Case Studies in Construction Materials (Dec 2023)
Quick extraction of recycled sand morphology parameters based on deep learning and their effect on mortar property
Abstract
Due to the limited application of the natural river sand in China, recycled sand (RS) has been considered as an important replacement of natural sand in sustainable construction. The morphology of recycled sand is critical to its effective application in mortar and concrete. An environmentally friendly approach is introduced in this work to improve the morphology of recycled sand during its crushing process. This paper presents a newly developed image acquisition device, which obtained 25,328 RS images to use as a dataset for the construction of a segmentation model based on deep learning technology with an automatic segmentation of RS characteristics.

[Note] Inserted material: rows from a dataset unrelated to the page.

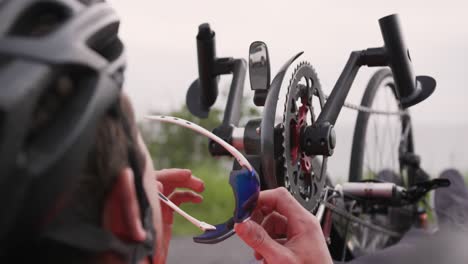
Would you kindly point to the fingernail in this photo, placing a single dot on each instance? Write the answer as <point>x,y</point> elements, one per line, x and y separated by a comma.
<point>242,228</point>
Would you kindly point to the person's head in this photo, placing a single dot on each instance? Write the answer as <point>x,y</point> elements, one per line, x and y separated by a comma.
<point>72,164</point>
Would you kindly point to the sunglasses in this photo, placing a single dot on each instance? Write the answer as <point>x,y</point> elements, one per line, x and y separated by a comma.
<point>245,184</point>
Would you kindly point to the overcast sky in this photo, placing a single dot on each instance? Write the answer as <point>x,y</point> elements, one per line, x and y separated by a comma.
<point>160,39</point>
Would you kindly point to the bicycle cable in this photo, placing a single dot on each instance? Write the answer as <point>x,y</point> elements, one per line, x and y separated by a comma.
<point>355,219</point>
<point>369,110</point>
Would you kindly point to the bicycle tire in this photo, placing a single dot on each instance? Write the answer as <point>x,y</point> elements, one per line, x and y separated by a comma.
<point>356,171</point>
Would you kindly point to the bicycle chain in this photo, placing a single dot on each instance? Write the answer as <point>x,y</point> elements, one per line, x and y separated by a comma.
<point>355,219</point>
<point>369,110</point>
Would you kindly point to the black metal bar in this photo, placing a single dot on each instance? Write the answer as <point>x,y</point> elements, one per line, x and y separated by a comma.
<point>398,56</point>
<point>206,48</point>
<point>335,101</point>
<point>234,102</point>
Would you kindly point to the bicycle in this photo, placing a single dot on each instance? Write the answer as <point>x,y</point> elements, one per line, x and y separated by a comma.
<point>294,153</point>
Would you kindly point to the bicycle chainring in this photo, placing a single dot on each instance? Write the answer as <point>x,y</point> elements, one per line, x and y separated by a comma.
<point>304,176</point>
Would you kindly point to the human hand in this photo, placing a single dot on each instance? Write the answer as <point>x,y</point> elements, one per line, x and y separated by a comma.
<point>170,180</point>
<point>282,231</point>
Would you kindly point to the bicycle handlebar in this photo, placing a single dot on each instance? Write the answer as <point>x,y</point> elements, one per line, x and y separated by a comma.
<point>398,56</point>
<point>206,50</point>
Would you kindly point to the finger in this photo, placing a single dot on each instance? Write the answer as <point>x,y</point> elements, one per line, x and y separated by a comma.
<point>180,197</point>
<point>257,256</point>
<point>283,202</point>
<point>275,225</point>
<point>179,178</point>
<point>256,237</point>
<point>257,216</point>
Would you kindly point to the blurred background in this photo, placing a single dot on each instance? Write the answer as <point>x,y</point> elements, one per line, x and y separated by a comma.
<point>161,47</point>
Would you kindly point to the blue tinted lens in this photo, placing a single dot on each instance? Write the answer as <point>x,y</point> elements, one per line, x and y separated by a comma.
<point>222,232</point>
<point>246,187</point>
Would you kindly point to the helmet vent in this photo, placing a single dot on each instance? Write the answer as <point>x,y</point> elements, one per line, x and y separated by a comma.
<point>106,42</point>
<point>40,19</point>
<point>64,99</point>
<point>4,60</point>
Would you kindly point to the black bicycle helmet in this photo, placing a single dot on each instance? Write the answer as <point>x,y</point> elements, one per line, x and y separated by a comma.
<point>61,69</point>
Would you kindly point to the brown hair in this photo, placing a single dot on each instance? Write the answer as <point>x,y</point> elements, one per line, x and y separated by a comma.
<point>107,157</point>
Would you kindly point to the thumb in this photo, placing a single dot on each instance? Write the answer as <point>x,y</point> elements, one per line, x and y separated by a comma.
<point>258,239</point>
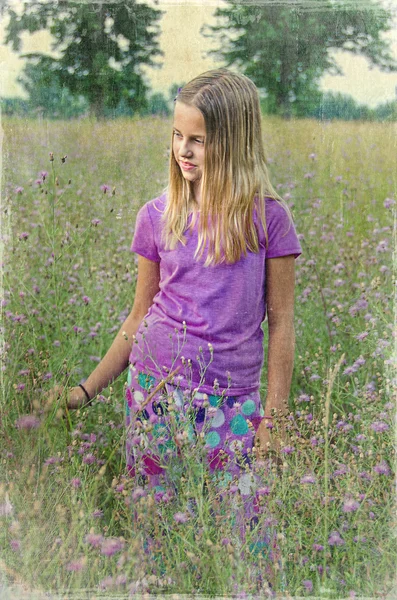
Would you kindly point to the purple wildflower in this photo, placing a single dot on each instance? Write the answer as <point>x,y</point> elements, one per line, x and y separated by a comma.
<point>350,505</point>
<point>304,398</point>
<point>76,565</point>
<point>6,508</point>
<point>15,545</point>
<point>181,517</point>
<point>89,459</point>
<point>341,471</point>
<point>335,539</point>
<point>94,539</point>
<point>361,336</point>
<point>111,545</point>
<point>52,460</point>
<point>382,468</point>
<point>288,449</point>
<point>138,493</point>
<point>106,583</point>
<point>318,547</point>
<point>308,479</point>
<point>265,491</point>
<point>28,422</point>
<point>379,426</point>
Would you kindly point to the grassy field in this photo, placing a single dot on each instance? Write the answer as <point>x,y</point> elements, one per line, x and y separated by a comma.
<point>68,282</point>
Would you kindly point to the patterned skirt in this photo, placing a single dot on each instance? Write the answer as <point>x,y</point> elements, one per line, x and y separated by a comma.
<point>180,438</point>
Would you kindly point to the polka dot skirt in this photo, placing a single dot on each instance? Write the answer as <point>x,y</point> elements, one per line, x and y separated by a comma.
<point>158,431</point>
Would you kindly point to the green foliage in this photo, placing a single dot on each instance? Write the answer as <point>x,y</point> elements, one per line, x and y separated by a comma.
<point>47,96</point>
<point>99,50</point>
<point>285,48</point>
<point>158,105</point>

Evaluation indices including accuracy (ACC), Recall, intersection over union (IoU), and F1-score index are reaching up to 99.8%, 88.1%, 84.9% and 84.3%, respectively. RS morphological characteristics including the flat and elongation ratio (FER), angularity index (AI), roundness (R) are automatically extracted by the proposed model, and the predicted results agreed well with the experimental ones. Finally, the effect of FER of RS on mortar’s mechanical properties is investigated by a series of experiments. Results reveal that the flowability, flexural strength and compressive strength of mortar decreased invariably with the lower FER of sand.